Delicadeza, atributo negligenciado das cidades
A felicidade de um colunista reside, algumas vezes, em poder comentar boas notícias. No meu caso, que me dedico ao direito à cidade em meio a uma sociedade desigual e injusta, são raros e preciosos esses momentos. O infortúnio de possuir comorbidades me conferiu o privilégio de ser vacinado na quarta-feira passada. Mais do que a tão esperada vacina, que levou já milhares de brasileiros às lágrimas, nesse dia o que me comoveu foi a delicadeza urbana que encontrei.

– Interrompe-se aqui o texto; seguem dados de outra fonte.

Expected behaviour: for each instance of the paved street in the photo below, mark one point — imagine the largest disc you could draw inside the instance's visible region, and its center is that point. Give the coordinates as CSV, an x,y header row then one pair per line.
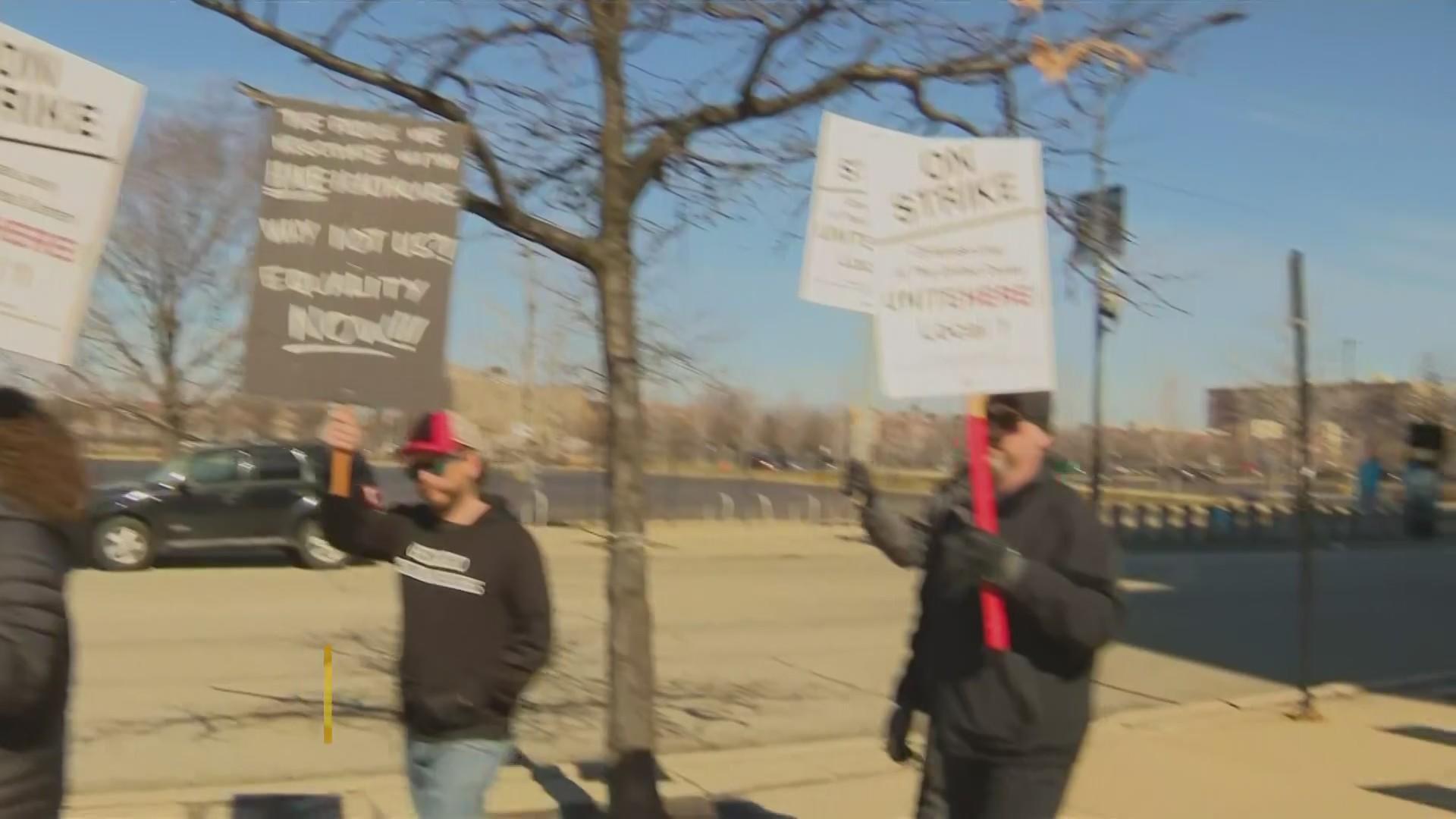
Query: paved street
x,y
200,672
582,496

Fui vacinado em uma unidade do Sistema Único de Saúde (SUS), aqui no centro de São Paulo, cujo esquema de atendimento se localiza em uma ampla galeria subterrânea, situada no subsolo da Praça do Patriarca. Embora não estivéssemos propriamente ao ar livre, a generosidade da arquitetura do espaço nos tranquilizava como se estivéssemos na própria praça. Pela primeira vez, em um ano, não senti a necessidade de prender a respiração quando alguém passava a menos de 10 metros de mim, como venho fazendo, inconscientemente, em ambientes fechados, desde março de 2020.
Ao contrário, respirava fundo o ar fresco filtrado pela minha máscara N95/PFF2 e absorvia todos os elementos daquela atmosfera leve e arejada. Desfrutava da expectativa aliviada daqueles que finalmente poderiam receber a sonhada e escassa imunização e, principalmente, da presença delicada de um duo de violino e violoncelo que aconchegava a espera. Música e expectativa fluíam juntas através da farta circulação de ar possibilitada pelo projeto da galeria.
As duas musicistas nos conduziam naquela fila de espera. Não verificavam documentos e atestados como as enfermeiras, mas nos demandavam através dos acordes que conferíssemos nossos sentimentos. O repertório delas, selecionado a dedo pelo conforto que nos traria e que passeava entre trilhas sonoras de novelas e peças clássicas, conseguiu me fazer esquecer por 30 minutos o horror que vivemos no Brasil. Fui outra pessoa naquela meia hora.
Era exatamente esse tipo de situação que tinha em mente ao escrever a introdução da playlist Bemditas Cidades #1: que os sons da cidade não são apenas buzinas, motores e máquinas. Queria evocar o músico que toca na estação ou no vagão do metrô no regresso modorrento e apinhado das seis da tarde. Aquele som que nos transporta para muito além do quente, desconfortável e monótono espaço físico que ocupamos. Isto é, quando a cidade permite que a música ocupe este espaço – ou seja, quando ela SE permite.
Políticas e práticas urbanas de delicadeza vêm e vão, submetidas muitas vezes ao gosto do gestor da ocasião. A gentileza do Profeta já foi apagada dos muros do Rio de Janeiro. E renasceu. Os grafites de São Paulo também já foram apagados. No entanto, igualmente persistiram. Como canta Jorge Ben, “deu no New York Times”: os grafites da cidade enfrentaram as medidas arbitrárias e restritivas da gestão Doria e continuam a se disseminar com força. Good for the Soul, sintetizou o jornal no título da matéria. E são mesmo bons para a alma, como testemunha a coluna de Kelly Fernandes na UOL.
É verdade que, em alguns casos, têm feito parte de jogadas de marketing urbano atrelado à promoção imobiliária, mas a potência do grafite como arte urbana segue viva nos murais que trazem a contestação como atributo da beleza. Está naquelas expressões artísticas que embelezam, ao fortalecer memórias e identidades usualmente invisibilizadas, e ao fomentar a imaginação de novos futuros. Está na delicadeza de reconhecer, acolher e apoiar.
Apesar de a cidade – por decisões arrogantes de governantes que acreditam deter respostas que apenas à coletividade pertencem – tentar negar lugar à delicadeza, ela própria acaba encontrando brechas para resistir e se reinventar. A ação direta de moradores e artistas que recriam a gentileza e a beleza nos espaços urbanos reivindica: o direito à cidade é também o direito à delicadeza. Não nos esqueçamos disso, pois reside nessa delicadeza o poder de transformar as cidades em nossa casa.